Cronon’s scoldings prompted the Wisconsin Republican Party to file a request under the state’s public records law for e-mails he’d written over the previous four months that contained any of 20 terms, including “Republican, Scott Walker, recall, collective bargaining, rally, union” and a handful of names of legislators.
A few days later, across Lake Michigan, a conservative outfit called the Mackinac Center for Public Policy made a similar public-records request to the labor studies departments of three state universities — Michigan, Michigan State and Wayne State. Mackinac was also trolling for e-mails, looking for references to Scott Walker; Madison, Wisconsin; or, interestingly, Rachel Maddow, the left-leaning MSNBC commentator.

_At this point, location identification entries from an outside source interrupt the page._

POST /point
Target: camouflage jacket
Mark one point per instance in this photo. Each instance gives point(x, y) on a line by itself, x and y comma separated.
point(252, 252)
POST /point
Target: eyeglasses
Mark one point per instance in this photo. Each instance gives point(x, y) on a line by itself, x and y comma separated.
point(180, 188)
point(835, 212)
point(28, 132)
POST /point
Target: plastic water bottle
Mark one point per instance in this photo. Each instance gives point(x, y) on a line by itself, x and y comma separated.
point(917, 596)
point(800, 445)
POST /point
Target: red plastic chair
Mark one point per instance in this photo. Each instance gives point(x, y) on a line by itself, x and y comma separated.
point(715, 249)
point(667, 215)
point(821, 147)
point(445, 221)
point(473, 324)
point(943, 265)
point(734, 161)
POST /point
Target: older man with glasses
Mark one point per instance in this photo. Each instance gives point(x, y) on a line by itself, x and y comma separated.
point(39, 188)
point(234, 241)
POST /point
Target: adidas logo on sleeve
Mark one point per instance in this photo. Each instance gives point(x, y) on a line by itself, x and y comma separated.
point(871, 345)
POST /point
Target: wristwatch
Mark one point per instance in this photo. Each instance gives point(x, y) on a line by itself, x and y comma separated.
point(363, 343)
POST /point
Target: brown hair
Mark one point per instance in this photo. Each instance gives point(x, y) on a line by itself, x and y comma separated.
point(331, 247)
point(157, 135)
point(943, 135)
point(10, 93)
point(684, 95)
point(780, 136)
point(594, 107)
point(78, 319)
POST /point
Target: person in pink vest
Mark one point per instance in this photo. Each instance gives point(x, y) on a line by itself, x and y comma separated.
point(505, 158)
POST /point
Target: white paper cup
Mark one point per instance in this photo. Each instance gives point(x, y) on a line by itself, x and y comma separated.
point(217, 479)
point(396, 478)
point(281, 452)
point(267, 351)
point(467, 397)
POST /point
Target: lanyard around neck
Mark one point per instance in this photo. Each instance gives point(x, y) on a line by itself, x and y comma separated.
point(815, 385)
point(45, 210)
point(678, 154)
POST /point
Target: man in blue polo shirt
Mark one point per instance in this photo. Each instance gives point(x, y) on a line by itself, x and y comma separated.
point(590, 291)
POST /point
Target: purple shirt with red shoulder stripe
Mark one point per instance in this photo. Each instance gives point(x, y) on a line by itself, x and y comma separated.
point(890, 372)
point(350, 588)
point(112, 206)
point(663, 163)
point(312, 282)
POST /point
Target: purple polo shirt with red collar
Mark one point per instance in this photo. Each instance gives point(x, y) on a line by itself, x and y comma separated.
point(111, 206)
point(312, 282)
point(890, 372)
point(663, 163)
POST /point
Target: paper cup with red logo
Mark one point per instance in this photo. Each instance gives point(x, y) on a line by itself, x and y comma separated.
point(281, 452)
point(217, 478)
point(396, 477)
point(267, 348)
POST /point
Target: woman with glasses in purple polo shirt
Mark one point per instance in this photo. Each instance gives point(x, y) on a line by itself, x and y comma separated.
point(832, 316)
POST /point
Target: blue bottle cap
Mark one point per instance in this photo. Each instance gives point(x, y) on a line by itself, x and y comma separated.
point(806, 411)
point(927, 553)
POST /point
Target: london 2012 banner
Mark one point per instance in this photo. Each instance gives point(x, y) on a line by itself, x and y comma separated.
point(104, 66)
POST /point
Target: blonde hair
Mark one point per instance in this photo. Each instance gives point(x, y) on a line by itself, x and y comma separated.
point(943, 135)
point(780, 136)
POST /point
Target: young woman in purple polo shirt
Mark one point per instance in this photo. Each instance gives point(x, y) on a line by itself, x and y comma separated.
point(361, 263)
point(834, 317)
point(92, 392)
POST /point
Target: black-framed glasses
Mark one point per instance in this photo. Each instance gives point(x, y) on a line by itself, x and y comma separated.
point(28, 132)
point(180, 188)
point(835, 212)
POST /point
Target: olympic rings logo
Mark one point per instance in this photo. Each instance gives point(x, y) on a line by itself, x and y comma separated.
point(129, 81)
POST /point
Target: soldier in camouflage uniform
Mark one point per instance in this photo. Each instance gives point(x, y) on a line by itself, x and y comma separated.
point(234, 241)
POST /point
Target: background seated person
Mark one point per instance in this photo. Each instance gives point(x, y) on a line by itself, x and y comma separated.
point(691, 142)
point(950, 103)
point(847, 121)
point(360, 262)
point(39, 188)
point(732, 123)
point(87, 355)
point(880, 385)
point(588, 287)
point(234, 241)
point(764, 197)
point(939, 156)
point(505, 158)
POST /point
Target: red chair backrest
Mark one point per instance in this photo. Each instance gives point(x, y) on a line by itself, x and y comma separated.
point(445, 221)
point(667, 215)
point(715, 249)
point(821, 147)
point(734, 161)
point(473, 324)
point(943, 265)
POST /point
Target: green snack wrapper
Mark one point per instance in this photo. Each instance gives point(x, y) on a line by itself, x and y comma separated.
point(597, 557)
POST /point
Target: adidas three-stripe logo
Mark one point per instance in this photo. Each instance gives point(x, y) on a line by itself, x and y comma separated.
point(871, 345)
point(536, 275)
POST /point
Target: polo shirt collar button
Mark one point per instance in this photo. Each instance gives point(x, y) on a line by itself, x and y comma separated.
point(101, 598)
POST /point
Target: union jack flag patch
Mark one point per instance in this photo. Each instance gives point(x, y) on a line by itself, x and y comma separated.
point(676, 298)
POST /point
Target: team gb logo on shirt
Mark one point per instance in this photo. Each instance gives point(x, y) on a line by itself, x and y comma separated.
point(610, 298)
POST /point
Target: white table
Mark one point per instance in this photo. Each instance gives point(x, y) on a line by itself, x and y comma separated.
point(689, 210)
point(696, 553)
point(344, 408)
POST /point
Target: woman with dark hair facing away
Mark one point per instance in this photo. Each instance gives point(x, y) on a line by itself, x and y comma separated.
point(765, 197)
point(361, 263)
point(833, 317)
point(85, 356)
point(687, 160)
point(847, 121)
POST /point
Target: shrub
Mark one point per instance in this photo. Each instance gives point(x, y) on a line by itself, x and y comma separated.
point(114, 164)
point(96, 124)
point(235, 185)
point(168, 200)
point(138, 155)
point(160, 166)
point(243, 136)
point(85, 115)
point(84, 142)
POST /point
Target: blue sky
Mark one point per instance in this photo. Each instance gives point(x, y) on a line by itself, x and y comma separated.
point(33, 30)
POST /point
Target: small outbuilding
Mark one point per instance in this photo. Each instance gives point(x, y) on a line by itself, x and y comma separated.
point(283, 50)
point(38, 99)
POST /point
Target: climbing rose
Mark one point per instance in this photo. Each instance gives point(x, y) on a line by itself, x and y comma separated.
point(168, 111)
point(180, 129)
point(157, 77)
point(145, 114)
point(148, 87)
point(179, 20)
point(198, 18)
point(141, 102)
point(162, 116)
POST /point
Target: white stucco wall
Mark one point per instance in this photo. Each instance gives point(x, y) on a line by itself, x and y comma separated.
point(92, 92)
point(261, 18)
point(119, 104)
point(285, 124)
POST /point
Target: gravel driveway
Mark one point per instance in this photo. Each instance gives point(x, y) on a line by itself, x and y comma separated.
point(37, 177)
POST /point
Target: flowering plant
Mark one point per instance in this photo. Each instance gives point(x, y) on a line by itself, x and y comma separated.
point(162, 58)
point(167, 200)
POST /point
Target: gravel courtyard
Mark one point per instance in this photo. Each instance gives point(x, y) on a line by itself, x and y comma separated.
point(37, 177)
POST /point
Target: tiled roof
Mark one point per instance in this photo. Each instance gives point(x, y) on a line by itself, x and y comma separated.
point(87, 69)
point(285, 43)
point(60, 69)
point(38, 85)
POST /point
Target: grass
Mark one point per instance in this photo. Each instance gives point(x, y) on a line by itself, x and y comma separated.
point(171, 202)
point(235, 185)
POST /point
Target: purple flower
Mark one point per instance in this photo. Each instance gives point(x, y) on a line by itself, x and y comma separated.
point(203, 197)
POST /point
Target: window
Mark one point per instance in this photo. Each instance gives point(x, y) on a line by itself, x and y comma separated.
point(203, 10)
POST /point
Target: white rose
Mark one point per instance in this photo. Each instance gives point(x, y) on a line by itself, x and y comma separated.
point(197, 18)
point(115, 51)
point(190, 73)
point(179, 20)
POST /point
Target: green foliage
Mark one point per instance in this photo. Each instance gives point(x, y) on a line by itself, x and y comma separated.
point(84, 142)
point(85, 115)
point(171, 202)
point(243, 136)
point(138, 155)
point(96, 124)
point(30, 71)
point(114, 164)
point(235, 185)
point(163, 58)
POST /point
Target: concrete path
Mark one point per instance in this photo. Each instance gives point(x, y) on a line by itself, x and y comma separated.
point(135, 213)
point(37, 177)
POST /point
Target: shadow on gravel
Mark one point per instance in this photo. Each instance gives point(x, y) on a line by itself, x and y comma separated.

It’s not surprising that the inquiries angered academic leaders, and Cary Nelson, the American Association of University Professors president, denounced them on NPR as “a contemporary version of McCarthyism.”
But among journalists, public-records laws are much beloved. News media view them as a potent weapon against governmental secrecy and an essential tool for holding officials accountable. Still, the inquiries divided press advocates. On one side, The New York Times denounced “a shabby crusade in Wisconsin,” and James Fallows, Atlantic magazine columnist, saw a “flat-out effort at personal intimidation.”
But on the other, Slate’s Jack Shafer argued that the value of open-records laws outweighs the danger they might be used in questionable ways: “As essential as academic freedom may be for the free exchange and exploration of ideas, I believe [the laws] should almost always trump it.”
And interviewed on On the Media, Lucy Dalglish, director of the Reporters Committee for Freedom of the Press, was unambiguous. State university professors are public employees; therefore their communications are the public’s business. “Whether or not [their] academic freedom is violated has nothing to do with the open records statute,” Dalglish said.
Admirably clear, but hardly satisfying. Academic work is untidy and often untranslatable. Often it has to be conducted out of the public gaze: A candid critique of a journal submission, a bruising spat with an editor about an overdue manuscript, a half-baked idea for a course, remarks about student performance.
Like memos between a judge and her clerk, such matters must be handled discreetly; academic life can’t flourish otherwise. That need for privacy doesn’t change just because the professor’s employer gets tax money (less than one dollar in four, in Wisconsin’s case.)
Now, the current e-mail demands come from conservatives who claim they want to be sure professors aren’t helping rally support for recall votes or referenda. (That would violate university rules against politicking by faculty.) But why scour e-mails? Wouldn’t public organizing be obvious publicly?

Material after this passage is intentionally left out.